A colleague pointed me to this post from political analyst Nate Silver:
At the risk of restarting the MRP [multilevel regression and poststratification] wars: For the last 3 models I’ve designed (midterms, primaries, now revisiting stuff for the general) trying to impute how a state will vote based on its demographics & polls of voters in other states is only a mediocrely accurate method.
It’s a decent stand-in when you have few polls and weak priors. Our models do use it a little bit of it. But generally speaking, looking directly at the polls in a state is quite a bit more accurate. And often, so are simpler “fundamentals” methods (e.g. national polls + PVI).
Part of the issue is that seemingly demographically similar voters in different states may not actually vote all that similarly. e.g. a 46-year-old Hispanic man in California probably has different views on average than a 46-year-old Hispanic man in Idaho or Florida…
That’s partly because there are likely some unobserved characteristics (maybe the voter in Florida is Cuban-American and the one in California is Mexican-American) but also because states have different political cultures and are subject to different levels of campaign activity.
MRP does partial pooling. If you are interested in estimating public opinion in the 50 states, you’ll want to use all available information, including state polls and also national polls. To do this you’ll need a model of time trends in national and state opinions. That’s what Elliott, Merlin, and I do here. We don’t use MRP (except to the extent that the individual polls use MRP to get their topline estimates), but if we had the raw data from all the polls, and we had the time to devote to the project, we would do MRP on the raw data.
Because MRP does partial pooling of different sources of information, it should not do any worse than any one piece of this information.
So when Nate writes that “looking directly at the polls in a state is quite a bit more accurate” than MRP, I’m pretty sure that he’s just doing a crappy version of MRP.
A crappy version of any method can do really bad, I’ll grant you that.
The most useful step at this point would be for Nate to share his MRP code and then maybe someone could take a look and see what he’s doing wrong. Statistics is hard. I’ve made lots of mistakes myself (for example, here’s the story an embarrassing example in polling analysis from a few years back).
There indeed are examples where MRP won’t help much, if the separate estimates from each state have low bias and low uncertainty. But in that case MRP will just do very little partial pooling; it should not perform worse than the separate estimates.
Similarly for the fundamentals-based models that Nate mentions. Our forecast partially pools toward the fundamentals-based models. More generally, if the fundamentals-based models predict well, that should just help MRP. But you do have to include that information in the model: MRP, like any statistical method, is only as good as the information that goes into it.
Cooperation, not competition
I feel like the problem is that that Nate is seeing different methods as competing rather than cooperating. From his perspective, it’s MRP or state polls or fundamentals. But it doesn’t have to be one or the other. We can use all the information!

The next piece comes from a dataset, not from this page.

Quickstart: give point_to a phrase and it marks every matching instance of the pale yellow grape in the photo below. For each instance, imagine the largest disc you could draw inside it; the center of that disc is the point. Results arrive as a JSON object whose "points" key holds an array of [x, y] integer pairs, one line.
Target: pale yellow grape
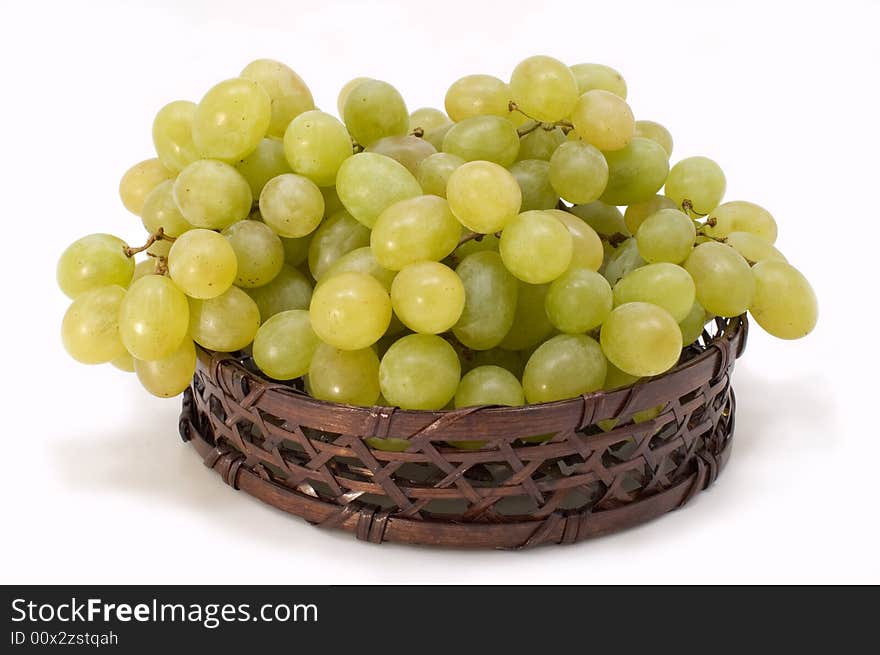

To put it another way: choosing a statistical method or a data source is not like an election where you have to pick the Democrat or the Republican. You can combine information and partially pool. The details of how to do this can get complicated, and it’s easy enough to get it wrong—that’s been my experience. But if you’re careful, you can put the information together and get more out of it than you’d learn from any single source. That’s why people go to the trouble of doing MRP in the first place.
I’m not saying that Nate should go use MRP
There are many roads to Rome. What’s important about a statistical method is not what it does with the data, so much as what data it uses. Nate’s done lots of good work over the years, and if he can manage to use all the relevant information in a reasonable way, then he can get good answers, whether or not he’s using a formal Bayesian adjustment procedure such as MRP.
Indeed, I’d rather that Nate use the method he’s comfortable with and do it well, than use some crappy version of MRP that gives bad answers. I do think there are advantages of using MRP—at some point, doing multiple adjustments by hand is like juggling plates, and you start to have issues with impedance matching—but it also can be hard to start from scratch. So I can accept Nate’s argument that MRP, as he has tried to implement it, has problems. The point of this post is just to clear up misunderstandings that might arise. If you do MRP right, you should do better than any of the individual data sources.
People are different. Your model should account for that.
Nate correctly writes that, “a 46-year-old Hispanic man in California probably has different views on average than a 46-year-old Hispanic man in Idaho or Florida.” Yup. Part of this is that the average political positions in California, Idaho, and Florida differ. In a basic MRP model with no interactions, the assumption would not be that middle-aged Hispanics vote the same on average in each state. Rather, the assumption would be that the average difference (on the logistic scale) between Hispanics and non-Hispanic whites would be the same in each state, after adjusting for other demographics such as age, education, and sex that might be included in the model. That said, in real life the average difference in attitudes, comparing Hispanics to non-Hispanic whites with the same demographics in the same state, will vary by state, and if you think this is important you can (indeed should) include it in your MRP model.
The relevant point here is that you should be able to directly feed your substantive understanding of voters into the construction of your MRP model. And that’s how it should be.
P.S. Zad sends in the above photo showing us what’s really inside the black box.